15 de julho de 2005

verão

(o verão que tarda em chegar)

XXII – Num dia de Verão

Como quem num dia de Verão abre a porta de casa
E espreita para o calor dos campos com a cara toda,
Às vezes, de repente, bate-me a Natureza de chapa
Na cara dos meus sentidos,
E eu fico confuso, perturbado, querendo perceber
Não sei bem como nem o quê...

Mas quem me mandou a mim querer perceber?
Quem me disse que havia que perceber?

Quando o Verde me passa pela cara
A mão leve e quente da sua brisa,
Só tenho que sentir agrado porque é brisa
Ou que sentir desagrado porque é quente,
E de qualquer maneira que eu o sinta,
Assim, porque assim o sinto, é que é meu dever senti-lo...


XLI – No entardecer

No entardecer dos dias de Verão, às vezes,
Ainda que não haja brisa nenhuma, parece
Que passa, um momento, uma leve brisa...
Mas as árvores permanecem imóveis
Em todas as folhas das suas folhas
E os nossos sentidos tiveram uma ilusão,
Tiveram a ilusão do que lhes agradaria...
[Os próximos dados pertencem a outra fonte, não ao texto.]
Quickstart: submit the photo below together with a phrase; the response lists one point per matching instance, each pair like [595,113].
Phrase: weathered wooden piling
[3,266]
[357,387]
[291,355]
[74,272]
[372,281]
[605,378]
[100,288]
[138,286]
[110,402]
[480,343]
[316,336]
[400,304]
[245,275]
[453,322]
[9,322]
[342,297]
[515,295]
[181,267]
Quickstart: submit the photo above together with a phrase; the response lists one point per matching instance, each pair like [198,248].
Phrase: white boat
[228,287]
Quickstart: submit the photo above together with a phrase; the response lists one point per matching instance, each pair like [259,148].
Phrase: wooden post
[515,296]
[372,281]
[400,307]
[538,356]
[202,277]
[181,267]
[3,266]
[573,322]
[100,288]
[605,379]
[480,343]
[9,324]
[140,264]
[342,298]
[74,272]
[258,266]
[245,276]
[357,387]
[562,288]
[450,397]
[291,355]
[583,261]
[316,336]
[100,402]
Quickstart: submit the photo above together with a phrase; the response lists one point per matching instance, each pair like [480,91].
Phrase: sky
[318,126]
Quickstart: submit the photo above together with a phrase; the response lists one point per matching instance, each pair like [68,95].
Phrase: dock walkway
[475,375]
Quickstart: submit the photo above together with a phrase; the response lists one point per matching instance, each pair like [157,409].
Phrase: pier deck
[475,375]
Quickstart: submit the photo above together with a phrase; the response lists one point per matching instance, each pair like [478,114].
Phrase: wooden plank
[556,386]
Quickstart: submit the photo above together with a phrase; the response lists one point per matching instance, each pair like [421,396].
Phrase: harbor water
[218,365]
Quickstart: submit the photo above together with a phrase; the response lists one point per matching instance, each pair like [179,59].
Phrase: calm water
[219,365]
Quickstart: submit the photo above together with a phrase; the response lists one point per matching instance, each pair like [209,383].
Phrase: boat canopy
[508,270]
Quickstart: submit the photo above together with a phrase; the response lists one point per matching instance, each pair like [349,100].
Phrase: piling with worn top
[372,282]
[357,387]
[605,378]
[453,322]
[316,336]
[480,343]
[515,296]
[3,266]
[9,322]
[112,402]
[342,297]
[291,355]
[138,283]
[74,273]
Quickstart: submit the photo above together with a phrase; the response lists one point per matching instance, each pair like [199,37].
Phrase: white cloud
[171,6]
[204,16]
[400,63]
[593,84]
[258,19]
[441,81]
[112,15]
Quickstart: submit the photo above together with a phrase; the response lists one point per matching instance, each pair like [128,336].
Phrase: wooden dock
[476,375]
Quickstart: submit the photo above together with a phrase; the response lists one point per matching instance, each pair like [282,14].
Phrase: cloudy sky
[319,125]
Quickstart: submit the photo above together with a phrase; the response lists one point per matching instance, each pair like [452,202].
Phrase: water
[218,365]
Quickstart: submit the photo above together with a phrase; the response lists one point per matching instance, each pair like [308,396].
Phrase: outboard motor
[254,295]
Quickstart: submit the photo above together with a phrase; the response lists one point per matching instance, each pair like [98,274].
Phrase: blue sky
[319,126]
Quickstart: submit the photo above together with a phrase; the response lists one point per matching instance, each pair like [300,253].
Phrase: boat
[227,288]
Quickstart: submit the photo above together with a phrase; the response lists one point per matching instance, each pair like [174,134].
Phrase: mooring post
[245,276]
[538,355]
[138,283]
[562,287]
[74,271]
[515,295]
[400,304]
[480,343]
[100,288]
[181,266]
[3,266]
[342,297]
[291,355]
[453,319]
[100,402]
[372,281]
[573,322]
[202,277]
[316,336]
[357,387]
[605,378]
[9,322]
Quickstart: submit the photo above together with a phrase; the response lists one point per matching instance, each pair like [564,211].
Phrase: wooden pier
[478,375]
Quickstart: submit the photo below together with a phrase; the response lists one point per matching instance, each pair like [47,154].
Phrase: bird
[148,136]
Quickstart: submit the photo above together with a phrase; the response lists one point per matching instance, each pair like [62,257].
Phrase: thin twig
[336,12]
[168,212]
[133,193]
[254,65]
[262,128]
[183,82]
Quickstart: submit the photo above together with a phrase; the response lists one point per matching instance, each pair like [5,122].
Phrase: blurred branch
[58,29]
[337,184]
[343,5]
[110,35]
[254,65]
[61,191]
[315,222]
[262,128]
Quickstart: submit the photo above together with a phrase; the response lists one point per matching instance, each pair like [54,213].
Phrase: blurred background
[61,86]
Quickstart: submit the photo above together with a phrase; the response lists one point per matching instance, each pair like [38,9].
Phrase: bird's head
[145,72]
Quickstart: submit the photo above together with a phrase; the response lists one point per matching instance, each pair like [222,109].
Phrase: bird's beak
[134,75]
Ah!, os sentidos, os doentes que vêem e ouvem!
Fôssemos nós como devíamos ser
E não haveria em nós necessidade de ilusão...
Bastar-nos-ia sentir com clareza e vida
E nem repararmos para que há sentidos...

Mas graças a Deus que há imperfeição no mundo
Porque a imperfeição é uma coisa,
E haver gente que erra é original,
E haver gente doente torna o mundo engraçado.
Se não houvesse imperfeição, havia uma coisa a menos,
E deve haver muita coisa
Para termos muito que ver e ouvir...

Alberto Caeiro [Fernando Pessoa] | O Guardador de Rebanhos | 1914



2 comentários:

l disse...

Bem escolhido.

linfócittos disse...

Procurar o meu «dia de verão» numa janela digital continua a passar por «espreitar para o calor dos campos» desta vossa casa.
Um passeio cibernético ao outro lado da «Natureza de chapa» da representação humana.
E o que os poetas, porventura, me pareceram deixar omisso, as vossas composições deixam «os nossos sentidos terem a ilusão do que lhes agradaria» ali também encontrar.